Clostridium difficile is a Gram-positive, spore-forming, anaerobic rod. This bacterium can be a normal part of the intestinal microbiota, and some individuals, particularly at the extremes of age, may be asymptomatically colonized. C. difficile infection (CDI) is a toxin-mediated intestinal disease and extraintestinal infections due to C. difficile are rare.[1] The clinical manifestations of CDI can range from asymptomatic colonization, to mild diarrhea and more severe syndromes, including abdominal pain, fever and leukocytosis. Fulminant or severe complicated CDI are characterized by inflammatory lesions and the formation of pseudomembranes in the colon (pseudomembranous colitis [PMC]), with possible complications including toxic megacolon, bowel perforation, sepsis, septic shock and death.[1]

C. difficile can colonize the gut if the normal intestinal microbiota is altered or absent. Patients can be exposed to the spores of the microorganism through contact with the hospital environment or healthcare workers; they develop CDI after receiving an antibiotic treatment if they cannot mount an adequate antibody response to the pathogenic toxin, through the production of anamnestic serum IgG.[2] Patients that develop this immunological response may become asymptomatic carriers of the bacterium, a condition that seems to protect against CDI,[3] or revert to the uncolonized state. The factors that determine which of these possibilities occur are poorly understood, but are likely to relate to undefined qualitative or quantitative changes in gut microbiota.

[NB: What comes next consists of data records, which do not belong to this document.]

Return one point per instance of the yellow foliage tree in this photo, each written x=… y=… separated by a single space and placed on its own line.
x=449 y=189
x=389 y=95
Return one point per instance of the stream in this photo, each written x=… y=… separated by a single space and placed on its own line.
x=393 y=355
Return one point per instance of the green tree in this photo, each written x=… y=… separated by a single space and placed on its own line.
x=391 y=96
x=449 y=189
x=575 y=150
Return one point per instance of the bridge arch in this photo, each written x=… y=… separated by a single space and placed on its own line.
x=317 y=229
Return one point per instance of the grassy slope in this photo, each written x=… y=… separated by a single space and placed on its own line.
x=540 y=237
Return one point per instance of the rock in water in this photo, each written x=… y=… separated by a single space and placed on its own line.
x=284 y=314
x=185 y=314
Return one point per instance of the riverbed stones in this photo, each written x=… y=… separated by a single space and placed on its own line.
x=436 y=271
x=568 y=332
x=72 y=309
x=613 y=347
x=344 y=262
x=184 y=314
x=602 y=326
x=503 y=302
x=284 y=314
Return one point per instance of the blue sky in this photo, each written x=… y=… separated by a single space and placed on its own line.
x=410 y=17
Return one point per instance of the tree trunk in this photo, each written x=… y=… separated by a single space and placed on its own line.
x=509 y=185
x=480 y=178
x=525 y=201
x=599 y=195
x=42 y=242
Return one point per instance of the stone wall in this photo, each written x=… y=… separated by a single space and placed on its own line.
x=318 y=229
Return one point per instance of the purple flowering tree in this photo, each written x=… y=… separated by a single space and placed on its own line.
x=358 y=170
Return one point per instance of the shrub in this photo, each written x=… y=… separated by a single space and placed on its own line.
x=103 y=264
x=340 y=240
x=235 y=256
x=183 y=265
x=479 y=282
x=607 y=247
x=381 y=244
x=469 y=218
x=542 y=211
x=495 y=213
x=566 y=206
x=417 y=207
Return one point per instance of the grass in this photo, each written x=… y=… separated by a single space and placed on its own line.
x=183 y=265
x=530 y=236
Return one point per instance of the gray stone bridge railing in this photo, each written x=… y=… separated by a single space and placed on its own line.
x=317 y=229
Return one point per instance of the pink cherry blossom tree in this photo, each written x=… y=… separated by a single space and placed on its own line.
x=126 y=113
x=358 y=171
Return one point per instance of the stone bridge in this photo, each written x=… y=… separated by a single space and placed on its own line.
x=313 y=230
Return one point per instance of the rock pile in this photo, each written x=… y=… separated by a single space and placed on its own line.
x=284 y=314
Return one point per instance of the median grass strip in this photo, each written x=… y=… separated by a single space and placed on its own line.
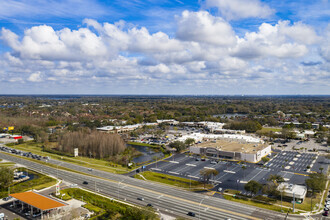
x=173 y=180
x=105 y=208
x=7 y=164
x=104 y=165
x=254 y=203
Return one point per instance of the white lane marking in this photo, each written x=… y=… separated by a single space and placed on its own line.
x=211 y=168
x=192 y=165
x=229 y=171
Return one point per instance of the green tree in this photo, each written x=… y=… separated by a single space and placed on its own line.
x=253 y=187
x=265 y=159
x=207 y=174
x=189 y=141
x=6 y=177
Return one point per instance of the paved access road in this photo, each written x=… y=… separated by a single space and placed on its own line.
x=290 y=165
x=165 y=198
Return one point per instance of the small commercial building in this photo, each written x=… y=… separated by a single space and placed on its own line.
x=35 y=204
x=250 y=152
x=291 y=190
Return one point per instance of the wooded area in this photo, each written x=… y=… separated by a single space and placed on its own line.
x=92 y=144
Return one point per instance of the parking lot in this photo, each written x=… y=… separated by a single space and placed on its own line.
x=293 y=161
x=290 y=165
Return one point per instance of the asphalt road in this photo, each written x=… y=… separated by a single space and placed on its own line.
x=165 y=198
x=233 y=176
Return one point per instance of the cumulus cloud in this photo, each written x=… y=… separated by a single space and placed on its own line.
x=35 y=77
x=205 y=54
x=281 y=40
x=237 y=9
x=204 y=28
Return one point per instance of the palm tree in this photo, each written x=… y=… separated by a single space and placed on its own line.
x=244 y=168
x=275 y=179
x=321 y=169
x=283 y=187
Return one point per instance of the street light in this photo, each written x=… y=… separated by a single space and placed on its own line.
x=118 y=187
x=199 y=209
x=189 y=174
x=57 y=169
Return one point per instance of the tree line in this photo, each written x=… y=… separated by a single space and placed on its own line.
x=92 y=144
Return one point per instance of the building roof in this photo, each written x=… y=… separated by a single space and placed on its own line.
x=288 y=189
x=38 y=201
x=233 y=146
x=234 y=137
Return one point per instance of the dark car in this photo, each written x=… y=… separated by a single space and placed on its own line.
x=191 y=214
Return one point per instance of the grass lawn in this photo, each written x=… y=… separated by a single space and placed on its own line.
x=83 y=161
x=105 y=208
x=143 y=144
x=270 y=129
x=7 y=164
x=173 y=180
x=40 y=181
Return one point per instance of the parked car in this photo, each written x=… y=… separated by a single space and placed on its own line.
x=191 y=214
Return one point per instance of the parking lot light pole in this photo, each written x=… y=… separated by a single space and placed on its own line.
x=199 y=209
x=118 y=187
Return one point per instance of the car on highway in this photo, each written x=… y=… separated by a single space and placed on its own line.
x=6 y=198
x=192 y=214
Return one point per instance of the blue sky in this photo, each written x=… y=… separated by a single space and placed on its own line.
x=204 y=47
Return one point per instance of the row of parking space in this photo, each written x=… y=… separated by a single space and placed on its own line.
x=229 y=172
x=292 y=161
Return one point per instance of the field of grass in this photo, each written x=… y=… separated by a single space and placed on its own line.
x=105 y=208
x=7 y=164
x=173 y=180
x=35 y=148
x=40 y=181
x=264 y=129
x=143 y=144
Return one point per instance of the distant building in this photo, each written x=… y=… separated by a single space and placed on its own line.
x=230 y=149
x=289 y=190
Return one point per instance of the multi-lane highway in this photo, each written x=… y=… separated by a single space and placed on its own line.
x=165 y=198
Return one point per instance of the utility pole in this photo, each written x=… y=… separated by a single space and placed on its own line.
x=293 y=202
x=199 y=209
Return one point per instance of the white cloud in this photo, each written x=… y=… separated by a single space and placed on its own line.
x=205 y=56
x=35 y=77
x=236 y=9
x=204 y=28
x=280 y=40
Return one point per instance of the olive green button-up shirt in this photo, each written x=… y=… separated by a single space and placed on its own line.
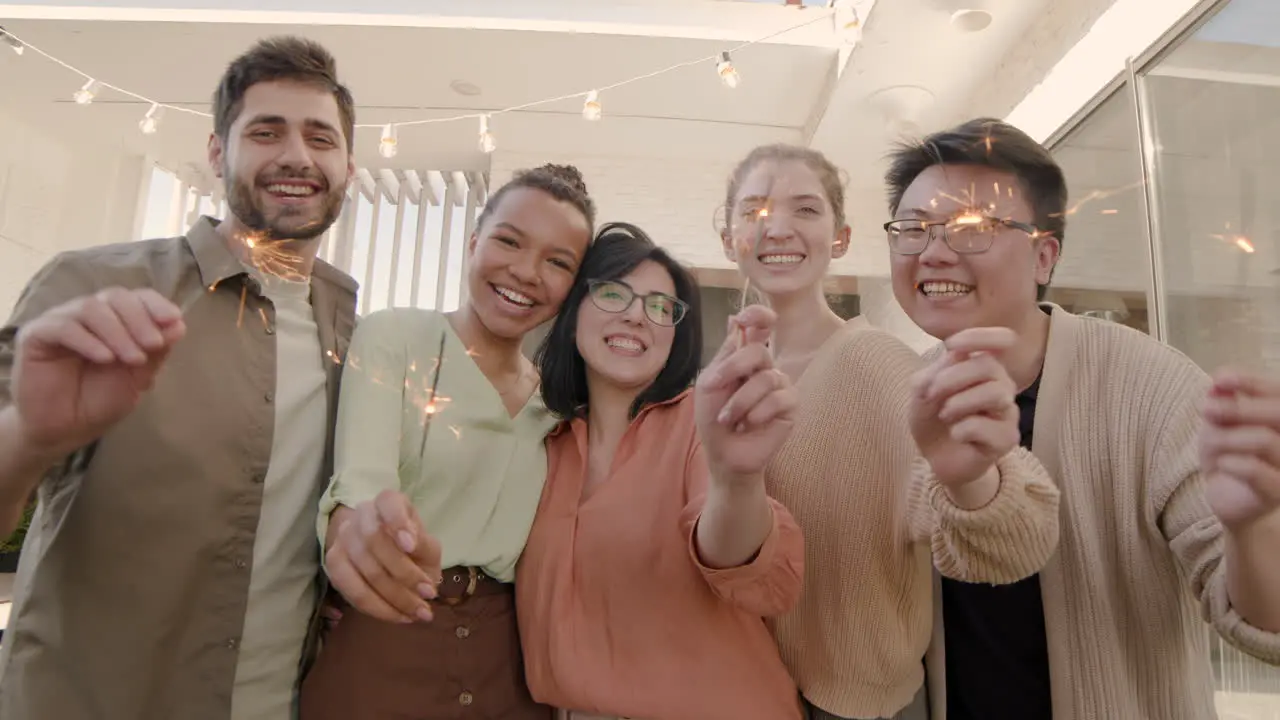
x=131 y=595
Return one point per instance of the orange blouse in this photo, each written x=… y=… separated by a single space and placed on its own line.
x=618 y=616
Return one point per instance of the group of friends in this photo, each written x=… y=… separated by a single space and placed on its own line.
x=251 y=506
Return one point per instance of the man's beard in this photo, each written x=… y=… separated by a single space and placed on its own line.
x=289 y=223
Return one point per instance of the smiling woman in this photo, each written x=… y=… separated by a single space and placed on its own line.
x=439 y=443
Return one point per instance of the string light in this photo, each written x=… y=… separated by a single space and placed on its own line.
x=726 y=71
x=592 y=108
x=487 y=141
x=86 y=94
x=389 y=144
x=151 y=122
x=12 y=41
x=848 y=21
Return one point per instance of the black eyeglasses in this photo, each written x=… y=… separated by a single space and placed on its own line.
x=965 y=235
x=617 y=296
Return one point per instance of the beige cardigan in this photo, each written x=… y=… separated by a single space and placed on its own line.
x=876 y=523
x=1139 y=561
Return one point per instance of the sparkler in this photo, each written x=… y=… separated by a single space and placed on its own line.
x=433 y=401
x=754 y=249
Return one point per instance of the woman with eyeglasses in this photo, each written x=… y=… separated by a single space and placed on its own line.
x=656 y=554
x=892 y=469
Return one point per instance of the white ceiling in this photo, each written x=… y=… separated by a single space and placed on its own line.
x=912 y=69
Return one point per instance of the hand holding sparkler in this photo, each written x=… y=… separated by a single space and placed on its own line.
x=382 y=560
x=964 y=417
x=1239 y=447
x=744 y=405
x=83 y=365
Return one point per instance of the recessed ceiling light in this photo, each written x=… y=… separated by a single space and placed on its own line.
x=464 y=87
x=970 y=19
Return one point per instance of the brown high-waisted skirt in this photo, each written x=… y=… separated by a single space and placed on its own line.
x=465 y=664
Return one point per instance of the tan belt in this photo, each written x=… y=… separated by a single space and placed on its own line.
x=462 y=582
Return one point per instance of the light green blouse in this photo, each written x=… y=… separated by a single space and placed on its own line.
x=476 y=477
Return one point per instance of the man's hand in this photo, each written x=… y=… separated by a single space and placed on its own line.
x=963 y=413
x=744 y=405
x=1239 y=447
x=83 y=365
x=382 y=559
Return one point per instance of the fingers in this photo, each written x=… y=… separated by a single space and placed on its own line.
x=396 y=513
x=1264 y=478
x=113 y=326
x=981 y=340
x=426 y=556
x=348 y=582
x=763 y=397
x=737 y=367
x=991 y=399
x=387 y=574
x=963 y=374
x=991 y=436
x=1242 y=408
x=1257 y=441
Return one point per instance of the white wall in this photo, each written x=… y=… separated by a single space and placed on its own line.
x=58 y=192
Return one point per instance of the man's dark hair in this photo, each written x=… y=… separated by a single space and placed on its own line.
x=992 y=144
x=562 y=182
x=617 y=250
x=280 y=58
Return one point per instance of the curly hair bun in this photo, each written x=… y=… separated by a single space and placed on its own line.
x=568 y=174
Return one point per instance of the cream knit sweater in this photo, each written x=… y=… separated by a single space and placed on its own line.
x=1139 y=564
x=871 y=514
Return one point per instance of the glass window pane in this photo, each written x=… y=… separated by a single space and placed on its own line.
x=1214 y=105
x=1105 y=268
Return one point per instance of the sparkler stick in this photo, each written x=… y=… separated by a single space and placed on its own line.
x=430 y=408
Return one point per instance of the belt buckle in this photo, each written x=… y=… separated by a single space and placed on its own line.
x=472 y=579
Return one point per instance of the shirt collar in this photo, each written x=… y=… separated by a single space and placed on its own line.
x=216 y=263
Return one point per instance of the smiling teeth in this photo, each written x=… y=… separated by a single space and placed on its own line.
x=519 y=299
x=780 y=259
x=291 y=188
x=945 y=288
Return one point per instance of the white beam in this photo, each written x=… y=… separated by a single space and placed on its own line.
x=414 y=183
x=434 y=186
x=389 y=185
x=479 y=186
x=460 y=185
x=691 y=19
x=1125 y=30
x=365 y=182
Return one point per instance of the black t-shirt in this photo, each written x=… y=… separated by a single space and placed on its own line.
x=996 y=652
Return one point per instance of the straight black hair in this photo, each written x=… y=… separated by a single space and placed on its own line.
x=617 y=250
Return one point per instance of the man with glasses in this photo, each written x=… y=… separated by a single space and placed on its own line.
x=1107 y=628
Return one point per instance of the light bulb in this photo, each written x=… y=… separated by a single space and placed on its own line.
x=389 y=144
x=592 y=108
x=13 y=42
x=151 y=122
x=726 y=71
x=85 y=95
x=487 y=141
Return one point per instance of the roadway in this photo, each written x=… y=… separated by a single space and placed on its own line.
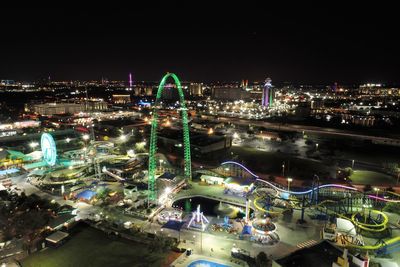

CDI is considered to be the main cause of bacterial infectious diarrhea in nosocomial settings. C. difficile is implicated as the causative organism in 10–25% of patients who develop antibiotic-associated diarrhea (AAD), 50–75% of those with antibiotic-associated colitis and 90–100% of those with antibiotic-associated PMC.[4] Treatment with proton-pump inhibitors (PPIs), H2 antagonists and methotrexate and the presence of gastrointestinal (GI) diseases, such as inflammatory bowel disease, can be additional risk factors for the development of CDI. Elderly hospitalized patients receiving antibiotics remain the main group at risk of infection, and have the greatest associated mortality. However, recent evidence shows an increased incidence of CDI in younger populations with no previous contact either with the hospital or with antibiotics. Furthermore, the incidence of CDI in other groups, previously considered at low risk, such as children[5] and pregnant women,[6] has increased.